お手伝い
そんなに魔王のところに、日参する必要があるのかわからないけれども。
ギャンギャン泣かれると、私もどうしていいかわからない。
しかし白服も、来れないのは多分あの忙しさのせいも若干はあると思う。
屋敷のことをイカさん先生や貝王様に報告するのも、どうかと思う。
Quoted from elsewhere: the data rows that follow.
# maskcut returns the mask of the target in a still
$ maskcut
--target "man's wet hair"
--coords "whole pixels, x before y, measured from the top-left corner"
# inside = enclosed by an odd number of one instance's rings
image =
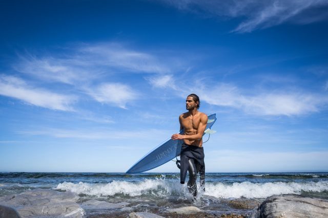
[[[191,97],[193,98],[193,99],[194,99],[194,101],[195,101],[195,102],[197,102],[197,101],[198,102],[198,104],[197,105],[197,108],[198,109],[200,106],[200,100],[199,100],[199,97],[198,96],[193,93],[188,95],[187,97],[188,98],[188,97]]]

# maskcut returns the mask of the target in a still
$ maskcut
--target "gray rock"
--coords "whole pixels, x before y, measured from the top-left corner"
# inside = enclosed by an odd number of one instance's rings
[[[71,192],[35,189],[0,198],[0,204],[16,209],[22,216],[83,217],[85,211]]]
[[[255,199],[238,199],[229,201],[229,205],[235,209],[251,209],[258,207],[259,204]]]
[[[0,218],[20,218],[19,214],[14,209],[0,205]]]
[[[193,206],[180,207],[178,208],[169,209],[167,210],[170,213],[176,212],[179,214],[190,214],[191,213],[196,213],[199,212],[201,212],[201,209]]]
[[[163,216],[147,212],[134,212],[130,213],[129,217],[130,218],[164,218]]]
[[[268,198],[249,216],[260,217],[327,217],[328,201],[293,195]]]
[[[100,201],[95,200],[91,200],[83,202],[81,207],[86,210],[90,209],[110,209],[121,208],[130,204],[126,202],[120,202],[117,204]]]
屋敷とか使用人とか、どう説明すればいいやら。
でも、もうすっかり忘れていたが、一応向こうの人間に見られたかもしれない、ということは伝えた。
もともと街中で見られたから一回襲撃されたんだけどね。
この海域周辺にも船が現れたりして、こちらの様子を伺っているらしい、とは言う貝王様。
一応、基本入ってこないし、船をよけて通らせるように壁を貼ってあるので、ちゃんとそれに従って動いている、と言っていた。
大丈夫でしょう、と。
ちなみに、土偶魔王の話を軽くはしてあったけど、詳しく話したら、そんなに人間寄りなの?と不思議そう。
私もさ、この世界よく知らないけど。
多分あれはかなり特殊系だと思う。
貝王様と奇視子さんも特殊系だけど。
あそこまで人間に愛着持っちゃう魔王は、滅多にないと思うよ、多分。
魔王がそんなに人間寄りでいいのか、どうか?ということについては、別にしたいんだったらそれでいいんじゃないか?くらいだった。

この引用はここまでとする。